Ron Mann's history of the American comic book feels fresh and relevant despite being over a quarter-century old.
Particularly illuminating on the social background to the medium's development, the film carries just the right balance between documentary analysis and a visceral and joyful immersion in the imaginative and often subversive world created by the comic book artists and writers.
I like this one because it is really complete, as they give voice to the mainstream as well to the underground comics. but maybe due to time restrictions, some parts seem to be quite superficial. some of the artists deserve a whole doc just for themselves.
Starts off a bit perfunctory with its coverage of the Golden Age of comics and the Wertham scandal, but hits its stride when it turns its attention to the underground comics scene of the 60s. At its strongest when it allows the comic artists themselves to tell their own stories and explain their individual unique styles.
Entertaining, but also one-dimensional - and no cinematic highlight. The history of comic books is narrated missing the important impact of cinema on the drawings, but it's also referenced as a primarily American history, which is not true if you look at the powerful works of European (especially French) artists since the 1960s which influenced the artwork of American grahic novels (also of Frank Miller's works).
Mostly 90 mins of listening to a bunch of self-satisfied dullards chat about the importance of their work.

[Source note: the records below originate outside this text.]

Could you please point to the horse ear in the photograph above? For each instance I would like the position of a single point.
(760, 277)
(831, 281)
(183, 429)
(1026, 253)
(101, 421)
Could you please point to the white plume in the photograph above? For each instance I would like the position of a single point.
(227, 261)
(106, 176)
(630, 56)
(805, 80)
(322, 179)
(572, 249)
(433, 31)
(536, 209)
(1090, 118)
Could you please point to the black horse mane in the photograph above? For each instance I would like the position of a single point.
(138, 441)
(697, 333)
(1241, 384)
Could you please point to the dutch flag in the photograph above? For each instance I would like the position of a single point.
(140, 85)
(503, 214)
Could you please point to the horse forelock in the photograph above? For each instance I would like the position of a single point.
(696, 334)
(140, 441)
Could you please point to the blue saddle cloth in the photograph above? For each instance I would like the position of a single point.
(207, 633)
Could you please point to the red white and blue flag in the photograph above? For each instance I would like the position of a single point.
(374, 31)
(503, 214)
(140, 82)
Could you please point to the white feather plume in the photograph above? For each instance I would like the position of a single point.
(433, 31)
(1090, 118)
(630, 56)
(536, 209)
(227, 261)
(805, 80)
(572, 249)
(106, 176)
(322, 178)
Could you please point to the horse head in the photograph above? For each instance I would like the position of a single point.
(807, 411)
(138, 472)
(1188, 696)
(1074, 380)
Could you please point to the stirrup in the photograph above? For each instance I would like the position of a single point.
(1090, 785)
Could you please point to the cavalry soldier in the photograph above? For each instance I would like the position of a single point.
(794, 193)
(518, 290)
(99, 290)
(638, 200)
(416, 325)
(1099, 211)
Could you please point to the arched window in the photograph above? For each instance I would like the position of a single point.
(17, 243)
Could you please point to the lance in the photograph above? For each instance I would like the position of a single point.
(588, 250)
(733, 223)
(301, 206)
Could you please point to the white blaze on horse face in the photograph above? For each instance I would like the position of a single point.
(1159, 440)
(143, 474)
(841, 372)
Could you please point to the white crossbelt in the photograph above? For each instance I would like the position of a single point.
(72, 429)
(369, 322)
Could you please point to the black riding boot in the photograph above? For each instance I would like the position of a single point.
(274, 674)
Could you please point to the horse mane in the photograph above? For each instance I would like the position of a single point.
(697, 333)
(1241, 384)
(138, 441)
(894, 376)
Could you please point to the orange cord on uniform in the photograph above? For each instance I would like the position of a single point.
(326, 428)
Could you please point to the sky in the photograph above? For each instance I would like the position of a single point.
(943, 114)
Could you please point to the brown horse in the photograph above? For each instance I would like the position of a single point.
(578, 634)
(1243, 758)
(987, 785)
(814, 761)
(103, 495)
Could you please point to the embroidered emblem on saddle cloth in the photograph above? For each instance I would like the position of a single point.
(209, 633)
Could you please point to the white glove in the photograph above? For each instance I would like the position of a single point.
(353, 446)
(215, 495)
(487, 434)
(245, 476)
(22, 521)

It made me want to burn things.
It starts off well and the origin stories of early comics is fascinating but as soon as it moves onto the alternative crowd who are basically wanking onto paper and selling it, I just disconnected from it.
Maybe the point was to highlight how pretentious these people are?
Very interesting spots with some famous creators, but far too many musical montages of comics panels and covers. The live readings of some of the comics scenes are also pointless. Would've much preferred more space being given to the interviews.